Planned Parenthood South Texas, Planned Parenthood of Greater Texas, and Planned Parenthood Gulf Coast all announced Friday they would pause abortion services at all locations, covering most of the state.

In Texas, there are three relevant laws prompting the stoppages. One, obviously, is S.B. 8. Multiple lawsuits have been filed against providers who announced their intent to defy that law last year.

Then, there’s the state’s trigger law, which bans pretty much all abortions. It’s set to go into effect 30 days from Friday. But arguably, the most relevant law is the state’s pre-Roe ban on abortion codified in 1925.

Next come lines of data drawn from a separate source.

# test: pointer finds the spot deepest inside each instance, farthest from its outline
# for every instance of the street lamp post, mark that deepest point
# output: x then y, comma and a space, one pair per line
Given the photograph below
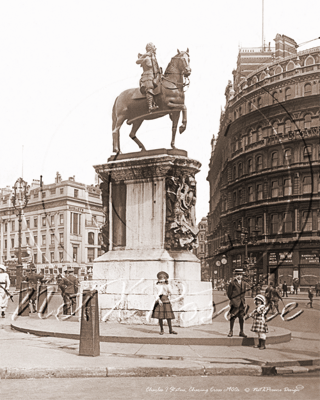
20, 200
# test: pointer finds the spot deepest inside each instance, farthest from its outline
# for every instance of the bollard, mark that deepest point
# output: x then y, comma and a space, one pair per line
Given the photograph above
42, 301
23, 310
89, 328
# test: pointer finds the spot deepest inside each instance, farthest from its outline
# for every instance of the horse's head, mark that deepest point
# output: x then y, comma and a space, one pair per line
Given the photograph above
181, 61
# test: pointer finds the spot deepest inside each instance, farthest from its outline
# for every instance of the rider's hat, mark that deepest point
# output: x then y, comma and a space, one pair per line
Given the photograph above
162, 276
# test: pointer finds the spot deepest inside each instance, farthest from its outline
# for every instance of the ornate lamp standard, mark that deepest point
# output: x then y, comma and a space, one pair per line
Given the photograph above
20, 200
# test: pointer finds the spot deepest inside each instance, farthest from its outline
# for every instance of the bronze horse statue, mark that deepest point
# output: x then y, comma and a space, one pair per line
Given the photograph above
131, 105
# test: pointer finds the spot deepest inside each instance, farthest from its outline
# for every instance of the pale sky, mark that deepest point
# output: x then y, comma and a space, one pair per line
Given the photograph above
63, 63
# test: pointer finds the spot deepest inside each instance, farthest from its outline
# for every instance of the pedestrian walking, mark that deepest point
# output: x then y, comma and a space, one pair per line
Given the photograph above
259, 322
284, 289
4, 287
310, 295
162, 308
236, 294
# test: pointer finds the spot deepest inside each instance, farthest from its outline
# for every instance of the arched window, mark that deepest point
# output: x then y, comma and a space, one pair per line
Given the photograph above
259, 163
90, 237
307, 184
287, 157
307, 153
240, 170
307, 121
288, 94
275, 96
274, 159
307, 89
287, 126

Because he cannot immediately prosecute people under the trigger ban, Texas Attorney General Ken Paxton has already threatened providers with criminal liability based on the 1925 statute. “Although these statutes were unenforceable while Roe was on the books, they are still Texas law. Under these pre-Roe statutes, abortion providers could be criminally liable for providing abortions starting today,” Paxton wrote in an advisory on Friday.

On Tuesday, a state court judge will hear arguments for a temporary restraining order against prosecuting people who continue to provide abortions until the trigger ban goes into effect.

But until a legal victory or they choose to actively defy the laws, pro-abortion groups are stuck. “People who create this like, anti[-abortion] legislation make it vague and make it difficult to navigate,” Cathy told Jezebel. “Right now, we’re just protecting ourselves and anyone else and really trying to assess any criminal repercussions and legal threats that are now associated with assisting abortion access in Texas.”